Let’s convert the Airbnb data into GeoDataFrame based on the longitude and latitude columns and filter the data geographically based on Austing boundaries:

In [5]:
# Create a GeoDataFrame
data["geometry"] = gpd.points_from_xy(data["longitude"], data["latitude"])
data = gpd.GeoDataFrame(data, crs="epsg:4326")

# Filter geographically
data = gpd.sjoin(data, boundaries[["geometry"]])
data = data.reset_index(drop=True)

# Check the first rows
data.head()

Unnamed: 0,id,listing_url,scrape_id,last_scraped,name,summary,space,description,experiences_offered,neighborhood_overview,...,jurisdiction_names,instant_bookable,is_business_travel_ready,cancellation_policy,require_guest_profile_picture,require_guest_phone_verification,calculated_host_listings_count,reviews_per_month,geometry,index_right
0,2265,https://www.airbnb.com/rooms/2265,20180710171409,2018-07-10,Zen-East in the Heart of Austin,Zen East is situated in a vibrant & diverse mu...,This colorful and clean 1923 house was complet...,Zen East is situated in a vibrant & diverse mu...,none,,...,"{""Texas State""}",f,f,strict_14_with_grace_period,f,f,3,0.19,POINT (-97.71398 30.27750),0
1,5245,https://www.airbnb.com/rooms/5245,20180710171409,2018-07-10,"Green, Colorful, Clean & Cozy home",,Situated in a vibrant & diverse multicultural ...,Situated in a vibrant & diverse multicultural ...,none,,...,"{""Texas State""}",f,f,strict_14_with_grace_period,f,f,3,0.08,POINT (-97.71379 30.27577),0
2,5456,https://www.airbnb.com/rooms/5456,20180710171409,2018-07-10,"Walk to 6th, Rainey St and Convention Ctr",Fabulous location for walking to Convention Ce...,Cute Private Studio apartment located in Willo...,Fabulous location for walking to Convention Ce...,none,My neighborhood is ideally located if you want...,...,"{""Texas State""}",f,f,strict_14_with_grace_period,f,t,1,3.88,POINT (-97.73448 30.26112),0
3,5769,https://www.airbnb.com/rooms/5769,20180710171409,2018-07-10,NW Austin Room,,Looking for a comfortable inexpensive room to ...,Looking for a comfortable inexpensive room to ...,none,Quiet neighborhood with lots of trees and good...,...,"{""Texas State""}",f,f,moderate,t,t,1,2.3,POINT (-97.78370 30.45596),0
4,6413,https://www.airbnb.com/rooms/6413,20180710171409,2018-07-10,Gem of a Studio near Downtown,"Great studio apartment, perfect for couples or...","(License #114332) Large, contemporary studio a...","Great studio apartment, perfect for couples or...",none,Travis Heights is one of the oldest neighborho...,...,"{""Texas State""}",t,f,strict_14_with_grace_period,f,f,1,0.72,POINT (-97.73726 30.24829),0


In [None]:
data.hvplot(geo=True, tiles="OSM", alpha=0.5, width=600, height=600, hover_cols=["name"])

## Non-Spatial regression
Before introducing explicitly spatial methods, we will run a simple linear regression model. This will allow us, on the one hand, set the main principles of hedonic modeling and how to interpret the coefficients, which is good because the spatial models will build on this; and, on the other hand, it will provide a baseline model that we can use to evaluate how meaningful the spatial extensions are.

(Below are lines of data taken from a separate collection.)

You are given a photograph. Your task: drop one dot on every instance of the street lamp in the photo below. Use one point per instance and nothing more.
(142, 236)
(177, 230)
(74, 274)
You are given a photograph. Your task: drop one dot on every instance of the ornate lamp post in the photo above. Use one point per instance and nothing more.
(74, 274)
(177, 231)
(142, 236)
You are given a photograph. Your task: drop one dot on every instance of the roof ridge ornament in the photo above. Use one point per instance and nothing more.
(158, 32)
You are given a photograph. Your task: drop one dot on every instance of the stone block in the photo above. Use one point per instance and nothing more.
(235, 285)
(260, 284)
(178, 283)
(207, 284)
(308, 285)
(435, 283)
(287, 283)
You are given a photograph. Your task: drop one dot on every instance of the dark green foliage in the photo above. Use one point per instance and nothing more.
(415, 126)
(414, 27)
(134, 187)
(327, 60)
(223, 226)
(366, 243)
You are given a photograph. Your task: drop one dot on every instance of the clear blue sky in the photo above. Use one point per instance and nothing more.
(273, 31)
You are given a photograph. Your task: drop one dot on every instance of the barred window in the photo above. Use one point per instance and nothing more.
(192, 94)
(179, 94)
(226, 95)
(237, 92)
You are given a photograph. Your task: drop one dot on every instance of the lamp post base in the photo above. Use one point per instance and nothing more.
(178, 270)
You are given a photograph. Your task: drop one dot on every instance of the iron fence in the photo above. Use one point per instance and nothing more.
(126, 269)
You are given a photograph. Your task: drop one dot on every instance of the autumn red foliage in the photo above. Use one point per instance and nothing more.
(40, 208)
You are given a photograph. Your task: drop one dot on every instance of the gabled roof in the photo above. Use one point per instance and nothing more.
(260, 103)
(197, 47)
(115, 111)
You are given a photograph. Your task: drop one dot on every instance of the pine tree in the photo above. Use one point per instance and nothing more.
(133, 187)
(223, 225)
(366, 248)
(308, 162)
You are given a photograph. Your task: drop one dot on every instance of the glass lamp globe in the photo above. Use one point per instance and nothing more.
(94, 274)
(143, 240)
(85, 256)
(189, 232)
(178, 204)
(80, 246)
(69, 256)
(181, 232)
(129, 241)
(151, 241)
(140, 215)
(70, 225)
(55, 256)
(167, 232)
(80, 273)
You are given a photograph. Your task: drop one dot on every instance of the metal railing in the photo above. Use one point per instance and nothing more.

Essentially, the core of a linear regression is to explain a given variable -the price of a listing  on AirBnb ($P_i$) as a linear function of a set of other characteristics we will collectively call 
$X_i$:

$ln(P_i)=\alpha + \beta X_i + \epsilon_i$

For several reasons, it is common practice to introduce the price in logarithms, so we will do so here. Additionally, since this is a probabilistic model, we add an error term 
 that is assumed to be well-behaved (i.i.d. as a normal).
 
For our example, we will consider the following set of explanatory features of each listed property:

In [17]:
explanatory_vars = ['host_listings_count', 'bathrooms', 'bedrooms', 'beds', 'guests_included']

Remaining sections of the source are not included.